The tightening force described above is 100 kgf / mm.
The gripping force when the tightening torque was 900 kgf · cm was 5300 kgf, and slippage occurred, which was unusable. The nicking rate at this time was 13.2%.

As is clear from the above experimental results, the clamp according to the present invention can obtain a gripping force more than a predetermined value and can have a small nicking rate even when the clamp length is shorter than that of the conventional clamp. . The experimental results disclose the unit length compressive force-nicking characteristics when the pre-homed armor rod winding is attached, but the same nicking characteristics can be obtained even when the pre-homed armor rod winding is removed. You can

[0027]

In the clamp according to the present invention, the diameter of the circle formed when the two wire grooves are aligned with each other is smaller than the nominal wire groove diameter corresponding to the nominal cross-sectional area determined by the Japanese Industrial Standard of the wire. Since it is made small, the nicking rate can be made small, and therefore, the mechanical properties of the filament can be kept good.

[Brief description of drawings]

FIG. 1 is a front view showing a schematic configuration of a clamp with a part thereof shown in cross section.

FIG. 2 is a cross section taken along the line AA of FIG.

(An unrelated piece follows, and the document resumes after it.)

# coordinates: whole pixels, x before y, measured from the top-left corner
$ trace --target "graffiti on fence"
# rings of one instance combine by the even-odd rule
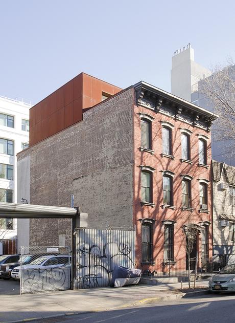
[[[134,266],[134,238],[132,237],[129,243],[121,234],[114,238],[112,231],[105,231],[103,230],[103,235],[90,239],[90,243],[89,239],[81,237],[78,245],[77,269],[80,288],[107,286],[116,265]]]
[[[70,268],[22,269],[24,293],[68,289]]]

FIG. 3 is an explanatory diagram for explaining a gripping state of a filament.

FIG. 4 is a nicking characteristic diagram.

[Explanation of symbols]

 1 Suspension Clamp (Clamp) 2 Clamp Main Body 5 Wire Groove 6 Holding Metal 7 Wire Groove L Wire Stroke S Steel Core

[Table 1]

Claims (1)

[Claims] 1. A suspension in which a wire is inserted into a wire groove provided in a suspension clamp main body, and the inserted wire is held by a pressing metal fitting having a wire groove to grip the wire in the suspension clamp main body. In the clamp, a diameter of a circle formed when the two wire grooves are fitted to each other is smaller than a nominal wire groove diameter corresponding to a nominal cross-sectional area determined by the Japanese Industrial Standard of the wire. Suspended clamp.